Voilà. Je ne sais si j'ai bien rendu l'idée, mais je crois que vous approuveriez mon malheureux compagnon de voyage s'il se suspendait au signal d'alarme. Eh bien, ça se passe exactement comme ça avec les tifosi. Le pire, ce sont les chauffeurs de taxi :
- "Vous avez vu Vialli ?
- Non, il a dû passer pendant que je n'étais pas là."
- "Vous regardez le match, ce soir ?
- Non, je dois travailler sur le livre Z de la Métaphysique, vous savez, le Stagirite.
- Bon. Regardez et vous m'en direz des nouvelles. Pour moi, Van Basten pourrait être le Maradona des années 90, vous croyez pas ? Mais enfin bon, faut pas non plus perdre de vue Hagi."
Inutile d' essayer de l' interrompre, autant parler à un mur. Ce n'est pas qu'il se fiche complètement du fait que je m'en fiche complètement. C'est qu'il ne peut concevoir que quelqu'un puisse s'en ficher complètement. I1 ne le concevrait même pas si j'avais trois yeux et deux antennes plantées sur les écailles vertes de mon occiput. Il n'a aucune notion de la diversité, de la variété et de l'incomparabilité des Mondes Possibles.

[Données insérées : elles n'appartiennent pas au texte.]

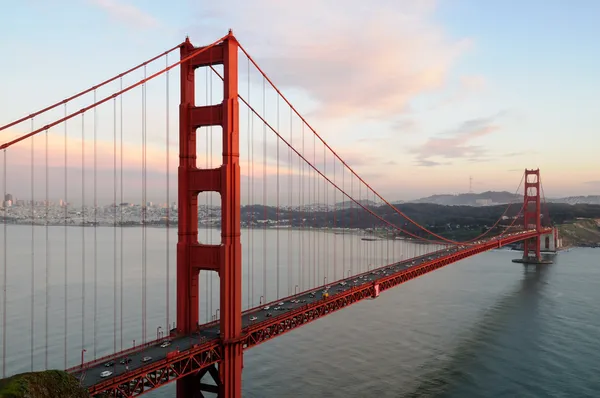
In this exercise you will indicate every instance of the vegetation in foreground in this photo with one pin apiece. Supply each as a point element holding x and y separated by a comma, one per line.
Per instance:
<point>47,384</point>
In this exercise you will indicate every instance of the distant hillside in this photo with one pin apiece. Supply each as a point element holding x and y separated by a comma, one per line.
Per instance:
<point>491,198</point>
<point>472,199</point>
<point>351,205</point>
<point>574,200</point>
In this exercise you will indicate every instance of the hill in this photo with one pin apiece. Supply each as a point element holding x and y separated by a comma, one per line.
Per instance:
<point>491,198</point>
<point>472,199</point>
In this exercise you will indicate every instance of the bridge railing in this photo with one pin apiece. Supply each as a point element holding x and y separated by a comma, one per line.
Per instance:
<point>120,354</point>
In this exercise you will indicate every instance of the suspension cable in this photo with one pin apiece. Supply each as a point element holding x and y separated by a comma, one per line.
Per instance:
<point>119,93</point>
<point>264,186</point>
<point>339,158</point>
<point>121,215</point>
<point>83,231</point>
<point>32,247</point>
<point>115,225</point>
<point>4,264</point>
<point>278,263</point>
<point>95,230</point>
<point>324,172</point>
<point>66,242</point>
<point>168,212</point>
<point>47,301</point>
<point>89,90</point>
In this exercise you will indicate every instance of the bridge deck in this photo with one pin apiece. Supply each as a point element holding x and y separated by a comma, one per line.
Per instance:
<point>189,354</point>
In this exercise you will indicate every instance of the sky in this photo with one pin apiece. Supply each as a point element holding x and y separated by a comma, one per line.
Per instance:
<point>417,96</point>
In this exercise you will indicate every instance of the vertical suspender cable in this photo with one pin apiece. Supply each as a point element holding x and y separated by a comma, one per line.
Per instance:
<point>168,212</point>
<point>144,194</point>
<point>300,268</point>
<point>121,215</point>
<point>264,195</point>
<point>316,191</point>
<point>4,266</point>
<point>277,263</point>
<point>315,200</point>
<point>335,267</point>
<point>210,138</point>
<point>66,275</point>
<point>47,259</point>
<point>301,234</point>
<point>207,273</point>
<point>115,225</point>
<point>344,264</point>
<point>252,199</point>
<point>247,261</point>
<point>32,248</point>
<point>352,225</point>
<point>95,229</point>
<point>82,231</point>
<point>326,197</point>
<point>290,212</point>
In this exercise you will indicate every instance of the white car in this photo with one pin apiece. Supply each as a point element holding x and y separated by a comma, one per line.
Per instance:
<point>106,373</point>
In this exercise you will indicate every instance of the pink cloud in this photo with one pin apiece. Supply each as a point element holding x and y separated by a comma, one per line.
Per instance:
<point>472,83</point>
<point>457,143</point>
<point>126,13</point>
<point>367,61</point>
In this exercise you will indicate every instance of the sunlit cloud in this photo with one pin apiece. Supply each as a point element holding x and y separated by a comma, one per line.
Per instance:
<point>457,143</point>
<point>375,70</point>
<point>126,13</point>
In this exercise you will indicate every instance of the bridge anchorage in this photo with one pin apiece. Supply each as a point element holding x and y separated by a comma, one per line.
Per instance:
<point>341,241</point>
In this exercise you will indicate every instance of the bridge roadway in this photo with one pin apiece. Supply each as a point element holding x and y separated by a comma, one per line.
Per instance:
<point>210,332</point>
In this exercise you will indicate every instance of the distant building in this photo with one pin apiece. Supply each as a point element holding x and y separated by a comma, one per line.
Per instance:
<point>483,202</point>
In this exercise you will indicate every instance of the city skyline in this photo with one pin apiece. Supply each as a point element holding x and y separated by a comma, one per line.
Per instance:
<point>447,95</point>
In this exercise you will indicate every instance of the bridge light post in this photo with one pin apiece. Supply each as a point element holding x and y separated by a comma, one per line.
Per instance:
<point>83,351</point>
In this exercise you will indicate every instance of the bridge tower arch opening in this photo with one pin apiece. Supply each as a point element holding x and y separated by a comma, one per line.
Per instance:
<point>532,218</point>
<point>225,257</point>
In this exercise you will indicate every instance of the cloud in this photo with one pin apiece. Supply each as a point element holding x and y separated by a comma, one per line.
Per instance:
<point>456,143</point>
<point>127,13</point>
<point>428,163</point>
<point>367,61</point>
<point>405,126</point>
<point>472,83</point>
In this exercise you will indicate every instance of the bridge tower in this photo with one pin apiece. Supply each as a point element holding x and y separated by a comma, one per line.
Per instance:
<point>193,256</point>
<point>532,217</point>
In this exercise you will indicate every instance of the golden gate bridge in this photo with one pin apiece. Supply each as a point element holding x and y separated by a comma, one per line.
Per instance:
<point>85,147</point>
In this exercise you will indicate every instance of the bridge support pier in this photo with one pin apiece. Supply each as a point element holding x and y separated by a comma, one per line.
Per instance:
<point>532,219</point>
<point>192,256</point>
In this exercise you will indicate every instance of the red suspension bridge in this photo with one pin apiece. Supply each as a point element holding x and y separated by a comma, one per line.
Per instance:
<point>302,235</point>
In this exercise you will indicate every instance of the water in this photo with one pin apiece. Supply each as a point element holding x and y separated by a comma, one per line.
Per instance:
<point>482,327</point>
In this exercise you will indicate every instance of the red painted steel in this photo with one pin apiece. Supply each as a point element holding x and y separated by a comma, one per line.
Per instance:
<point>261,332</point>
<point>532,212</point>
<point>177,366</point>
<point>193,256</point>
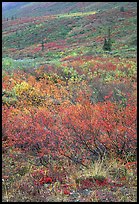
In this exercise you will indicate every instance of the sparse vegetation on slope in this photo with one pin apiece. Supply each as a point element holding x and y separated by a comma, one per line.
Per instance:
<point>69,105</point>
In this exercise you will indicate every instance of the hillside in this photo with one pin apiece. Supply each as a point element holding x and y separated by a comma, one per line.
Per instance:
<point>30,9</point>
<point>74,33</point>
<point>69,102</point>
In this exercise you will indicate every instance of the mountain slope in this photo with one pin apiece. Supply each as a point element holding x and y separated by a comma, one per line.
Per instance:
<point>26,9</point>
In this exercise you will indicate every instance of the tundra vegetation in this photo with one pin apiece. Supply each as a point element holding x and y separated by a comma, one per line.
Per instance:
<point>69,104</point>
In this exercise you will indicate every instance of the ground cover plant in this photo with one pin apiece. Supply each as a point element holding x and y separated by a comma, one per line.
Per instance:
<point>69,106</point>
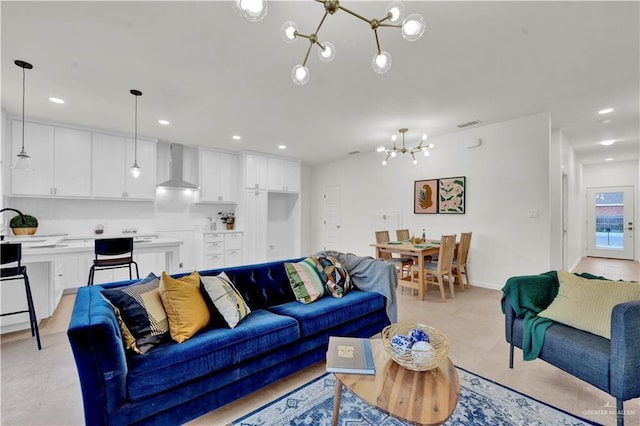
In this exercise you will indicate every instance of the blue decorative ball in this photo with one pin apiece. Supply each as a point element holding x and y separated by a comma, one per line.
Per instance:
<point>418,335</point>
<point>401,345</point>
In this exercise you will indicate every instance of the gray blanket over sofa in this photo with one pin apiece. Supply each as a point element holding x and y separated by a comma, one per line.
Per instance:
<point>369,274</point>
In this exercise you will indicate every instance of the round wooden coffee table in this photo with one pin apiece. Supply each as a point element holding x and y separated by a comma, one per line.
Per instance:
<point>422,397</point>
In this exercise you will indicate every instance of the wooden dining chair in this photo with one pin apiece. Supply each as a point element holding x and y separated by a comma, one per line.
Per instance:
<point>459,267</point>
<point>435,273</point>
<point>403,264</point>
<point>403,235</point>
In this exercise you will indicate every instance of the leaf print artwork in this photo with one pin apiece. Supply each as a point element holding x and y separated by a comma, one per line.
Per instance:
<point>451,195</point>
<point>425,198</point>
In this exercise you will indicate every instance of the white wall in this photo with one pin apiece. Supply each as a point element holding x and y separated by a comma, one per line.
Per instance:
<point>622,173</point>
<point>575,205</point>
<point>507,178</point>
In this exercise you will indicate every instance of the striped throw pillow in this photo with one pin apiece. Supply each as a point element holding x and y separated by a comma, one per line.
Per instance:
<point>305,280</point>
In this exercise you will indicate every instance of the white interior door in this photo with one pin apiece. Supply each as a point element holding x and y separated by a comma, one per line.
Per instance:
<point>331,222</point>
<point>610,230</point>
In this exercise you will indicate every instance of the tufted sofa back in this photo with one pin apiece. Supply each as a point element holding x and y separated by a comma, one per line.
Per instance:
<point>262,285</point>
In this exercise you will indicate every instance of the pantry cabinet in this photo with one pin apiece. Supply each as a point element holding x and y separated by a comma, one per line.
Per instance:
<point>61,160</point>
<point>284,175</point>
<point>218,173</point>
<point>218,249</point>
<point>113,157</point>
<point>256,171</point>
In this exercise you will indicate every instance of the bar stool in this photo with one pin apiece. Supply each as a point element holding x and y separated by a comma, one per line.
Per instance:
<point>11,253</point>
<point>105,251</point>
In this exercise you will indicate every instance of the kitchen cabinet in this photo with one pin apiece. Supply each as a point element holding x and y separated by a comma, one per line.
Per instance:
<point>218,176</point>
<point>254,220</point>
<point>61,159</point>
<point>112,159</point>
<point>218,249</point>
<point>271,215</point>
<point>284,175</point>
<point>256,171</point>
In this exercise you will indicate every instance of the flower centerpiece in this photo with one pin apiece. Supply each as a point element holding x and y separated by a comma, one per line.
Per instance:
<point>227,218</point>
<point>28,227</point>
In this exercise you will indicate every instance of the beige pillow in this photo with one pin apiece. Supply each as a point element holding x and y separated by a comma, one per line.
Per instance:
<point>185,306</point>
<point>587,304</point>
<point>226,298</point>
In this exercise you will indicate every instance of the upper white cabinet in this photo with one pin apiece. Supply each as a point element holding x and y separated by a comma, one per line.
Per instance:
<point>284,175</point>
<point>112,159</point>
<point>256,171</point>
<point>72,163</point>
<point>218,176</point>
<point>61,160</point>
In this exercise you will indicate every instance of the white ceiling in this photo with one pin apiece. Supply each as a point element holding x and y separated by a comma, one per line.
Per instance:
<point>213,74</point>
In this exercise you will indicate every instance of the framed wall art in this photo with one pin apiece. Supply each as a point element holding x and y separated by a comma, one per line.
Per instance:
<point>451,195</point>
<point>425,196</point>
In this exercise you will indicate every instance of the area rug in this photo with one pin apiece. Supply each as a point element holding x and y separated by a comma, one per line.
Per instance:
<point>482,402</point>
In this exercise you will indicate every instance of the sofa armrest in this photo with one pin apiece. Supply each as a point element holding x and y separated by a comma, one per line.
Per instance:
<point>509,318</point>
<point>625,350</point>
<point>94,335</point>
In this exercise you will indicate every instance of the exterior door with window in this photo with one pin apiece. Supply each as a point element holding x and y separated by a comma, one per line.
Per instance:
<point>610,227</point>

J'ai donné l'exemple du chauffeur de taxi, mais c'est pareil avec un interlocuteur appartenant aux classes dominantes. À l'instar de l'ulcère, ça frappe aussi bien le riche que le pauvre. Il est toutefois curieux que des êtres si clairement convaincus de l'égalité des hommes soient prêts à aller casser la gueule au premier tifoso de la province voisine. Ce chauvinisme oecuménique m'arrache des cris d'admiration. C'est comme si les partisans de la Ligue s'écriaient: "Laissez venir à nous les Africains. On va pouvoir leur régler leurcompte."